Mas, considerando que talvez Pedro esteja tendo uma visão enviesada do chefe e trazendo para a terapia apenas situações e comportamentos que corroboram a hipótese do chefe, nosso trabalho como psi é explorar outras leituras. Será o que chefe está fazendo isso com outros funcionários? Será que o chefe está sendo mais exigido pela própria empresa? Ele pode estar passando por questões pessoais para além de pegar no pé do Pedro? Será que Pedro está se dedicando da mesma forma como estava anteriormente ao trabalho? E Pedro continua puxando assunto normalmente com o chefe? Muitas coisas podem estar acontecendo na empresa. Será que Pedro está aberto para ver e analisar todas elas, ou será que ele já escolheu um lado para observar e defender?
Existe uma tendência humana de defender nossas ideias usando fatos até verdadeiros, porém ligeiramente distorcidos para confirmar o que pensamos. É possível que o viés da confirmação se explique pela força do comportamento governado por regras, que tornam o organismo menos sensível à contingência.

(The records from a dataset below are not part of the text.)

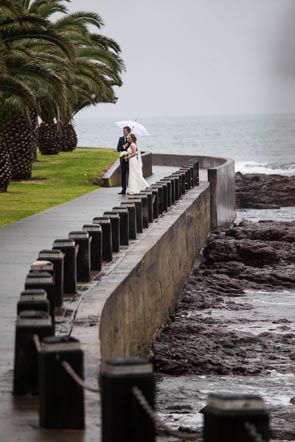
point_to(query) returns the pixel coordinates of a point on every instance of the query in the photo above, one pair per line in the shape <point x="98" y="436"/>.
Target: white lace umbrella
<point x="136" y="128"/>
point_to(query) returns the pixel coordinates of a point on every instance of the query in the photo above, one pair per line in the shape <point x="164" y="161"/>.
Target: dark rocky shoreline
<point x="248" y="256"/>
<point x="210" y="333"/>
<point x="260" y="191"/>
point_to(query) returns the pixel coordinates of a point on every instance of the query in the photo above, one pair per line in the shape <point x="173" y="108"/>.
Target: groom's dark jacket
<point x="121" y="142"/>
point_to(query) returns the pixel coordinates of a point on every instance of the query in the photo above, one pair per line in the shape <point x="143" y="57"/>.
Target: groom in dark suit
<point x="123" y="146"/>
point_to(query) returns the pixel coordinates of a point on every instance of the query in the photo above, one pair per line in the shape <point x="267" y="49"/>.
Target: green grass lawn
<point x="55" y="180"/>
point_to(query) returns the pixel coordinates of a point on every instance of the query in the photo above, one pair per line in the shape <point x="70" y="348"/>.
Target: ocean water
<point x="258" y="143"/>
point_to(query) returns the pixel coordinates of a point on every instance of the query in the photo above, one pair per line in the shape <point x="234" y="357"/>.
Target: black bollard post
<point x="33" y="299"/>
<point x="150" y="200"/>
<point x="187" y="172"/>
<point x="83" y="240"/>
<point x="124" y="224"/>
<point x="192" y="173"/>
<point x="107" y="246"/>
<point x="181" y="176"/>
<point x="61" y="398"/>
<point x="132" y="218"/>
<point x="57" y="259"/>
<point x="43" y="280"/>
<point x="115" y="222"/>
<point x="139" y="214"/>
<point x="177" y="186"/>
<point x="95" y="234"/>
<point x="25" y="374"/>
<point x="235" y="417"/>
<point x="156" y="197"/>
<point x="145" y="209"/>
<point x="70" y="250"/>
<point x="43" y="266"/>
<point x="159" y="198"/>
<point x="165" y="194"/>
<point x="170" y="180"/>
<point x="169" y="190"/>
<point x="195" y="163"/>
<point x="123" y="418"/>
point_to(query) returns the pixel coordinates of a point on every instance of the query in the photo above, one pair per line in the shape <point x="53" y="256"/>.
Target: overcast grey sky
<point x="201" y="57"/>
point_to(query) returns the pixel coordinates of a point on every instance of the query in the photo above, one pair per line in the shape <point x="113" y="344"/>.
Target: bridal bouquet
<point x="124" y="155"/>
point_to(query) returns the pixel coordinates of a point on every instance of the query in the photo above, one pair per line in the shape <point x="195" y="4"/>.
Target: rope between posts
<point x="150" y="412"/>
<point x="71" y="372"/>
<point x="69" y="369"/>
<point x="253" y="432"/>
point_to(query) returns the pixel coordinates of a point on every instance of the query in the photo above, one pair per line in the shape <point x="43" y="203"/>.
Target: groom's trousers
<point x="124" y="173"/>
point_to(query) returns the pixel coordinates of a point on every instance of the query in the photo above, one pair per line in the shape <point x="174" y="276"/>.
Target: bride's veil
<point x="139" y="155"/>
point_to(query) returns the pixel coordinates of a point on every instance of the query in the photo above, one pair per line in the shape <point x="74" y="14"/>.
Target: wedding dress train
<point x="136" y="182"/>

David Marsh e Teresa Hanlon conduziram um experimento muito curioso sobre viés da confirmação. Eles estudavam o comportamento das salamandras vermelhas. Para um grupo de observadores, estudantes universitários, foi falado que as salamandras fêmeas eram mais agressivas e os machos eram mais eficientes no forrageio[1]. Para outro grupo, as informações foram dadas ao contrário: machos eram mais agressivos e fêmeas mais eficientes. Os observadores analisaram interações ao vivo no experimento 1 e um vídeo de 30 minutos com interações das salamandras no experimento 2. Os comportamentos agressivos e eficientes foram devidamente operacionalizados em classes de resposta bem específicas. Os resultados mostraram que cerca de 14% das respostas dadas pelos observadores estavam na direção das regras definidas no início do experimento, mesmo quando as contingências mostravam o contrário.
A pesquisadora Julia Galef nos conta que quando nos deparamos com um conjunto de informações que parecem fazer sentido, podemos assumir uma de duas posturas. Uma é a postura do soldado, pronto para defender aquilo que acredita e lutar pelo seu ponto de vista até o fim. A outra postura é a do sentinela, aquele que se senta no ponto mais alto para ver de longe que está acontecendo; antes de engajar-se em defender seu território, o sentinela é curioso e aguarda a realidade mostrar a que veio.
Por isso, como psicólog@ clínic@, busque adotar a postura do sentinela, olhando o contexto ao longe. E considere que tudo que você conhece pode estar errado. E pode não ser nada disso que você está pensando…
Para saber mais:
Galef, J. (2020) Why you think you’re right — even if you’re wrong. TEDXPSU. https://www.ted.com/talks/julia_galef_why_you_think_you_re_right_even_if_you_re_wrong
Kassin, S. M., Dror, I. E., & Kukucka, J. (2013). The forensic confirmation bias: Problems, perspectives, and proposed solutions. Journal of applied research in memory and cognition, 2(1), 42-52. DOI: 10.1016/j.jarmac.2013.01.001
Marsh, D. M., & Hanlon, T. J. (2007). Seeing what we want to see: Confirmation bias in animal behavior research. Ethology, 113(11), 1089-1098. DOI: 10.1111/j.1439-0310.2007.01406.x
Nickerson RS (1998) Confirmation bias: a ubiquitous phenomenon in many guises. Rev Gen Psychol 2(2):175–220. DOI: 10.1037/1089-2680.2.2.175
Salman, I., Turhan, B., & Vegas, S. (2019). A controlled experiment on time pressure and confirmation bias in functional software testing. Empirical Software Engineering, 24, 1727-1761. DOI: 10.1007/s10664-018-9668-8
[1] Procura de recursos alimentares pelos seres vivos, através de estratégias especializadas.